第一章
 1 彼らは出逢った



 太陽が沈み、闇が辺りを優しく包む。

 しかし、そこは完全に暗くなることはなく、魔力を糧とする光源配給装置によって照らされていた。

 村などではこのような高度なものは見られないだろうが、ここは一般的な町とは一線を違う。

 エルトランド国王都・エルトリア。

 軍事力も政治的干渉力も他の国を圧倒している北西に位置するこの国の王都はそう呼ばれていた。

 時刻は、丁度夕食時。

 家々のランプの暖かい光が外にもれ、道を照らしている。

 そんな中、官僚たちの住まいの区域と一般人の区域の丁度中間辺りに大きめの家があった。

 その家も、どうやら夕食の時間らしく、ダイニングには三人の人が集まっている。

 しかし、この家は少々変わっていた。

 一つはもれている光はがランプのそれではなく、光源装置によって生み出された光だということ。

 光源装置を使っている―――――それはそのままその家に魔力を制御できる人物がいるということを表している。

 もう一つは、そこに住んでいる三人が全員男性だと言う点である。

 しかも全員年齢がバラバラで、よりいっそうおかしさが目に付く。

 まぁ、全員親子か兄弟ならそれも納得できるのだが、三人の容姿はかなり異なっていた。

 一人は、ダークグリーンの髪の毛の肩より下の髪を後ろで軽く結い、同色の瞳には大人の風格が感じられる、この中では一番年上であろう三十代か少し下くらいの青年。

 一人は銅色の髪を左で分け、左側の方だけ後ろにかきあげている、髪より少し濃い色の瞳を持ち、少々不機嫌そうにしている、二十五歳になるかならないかくらいの青年。

 もう一人は黒い髪と黒い目を持ち、青春時代を謳歌していそうなくらいの年齢の少年だ。

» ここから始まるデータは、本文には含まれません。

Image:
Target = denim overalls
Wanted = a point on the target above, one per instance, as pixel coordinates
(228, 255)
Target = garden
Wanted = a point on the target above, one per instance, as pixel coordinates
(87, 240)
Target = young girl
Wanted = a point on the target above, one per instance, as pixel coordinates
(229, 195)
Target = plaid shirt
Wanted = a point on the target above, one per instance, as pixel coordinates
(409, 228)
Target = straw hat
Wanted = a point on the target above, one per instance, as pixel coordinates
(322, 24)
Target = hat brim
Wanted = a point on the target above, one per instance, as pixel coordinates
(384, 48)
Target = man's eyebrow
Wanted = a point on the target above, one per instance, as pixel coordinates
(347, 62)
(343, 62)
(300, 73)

 親子で兄弟で髪や目の色がここまで違うことはありえないだろう。

 そして最後に一つ、彼らの不自然さを際立たせている事柄があった。

 そのうち、少年以外の二人が何故か白衣を着ているのだ。

 食事時にその姿はさすがに怪しい。

 「…ゼロさん、ヴァルスさん、さすがに白衣は脱ぎましょうよ…。」

 白衣を着ていない少年が、他の二人に向かって言った。

 どうやら彼も気にはなっていたらしい。

 「ん…?ああ、そうだな。すまない。」

 と言って、ダークグリーンの髪の青年は席を立ち白衣を脱いで背もたれにかけた。

 が、銅色の青年はまったく動かず、

 「面倒くせぇ。」

 と言って、一刀両断してしまう。

 少年はそんな彼の様子にため息を吐いた。

 「面倒くさい…って、ゼロさん…。いつもは脱いで食べてるじゃないですか。」

 まるで窘めるような口調で言ってきた少年に、“ゼロ”と呼ばれたその人は少年を見る。

 「…シュウ?」

 「…はい…。」

 彼が名前を呼ぶだけで、“シュウ”はついつい押し黙ってしまう。

 ―――――――普段の力関係が垣間見える一シーンである。

 「すまんな、シュウ。」

 と、もう一人の―――おそらくヴァルスという人物がシュウに向かってゼロの代わりに謝った。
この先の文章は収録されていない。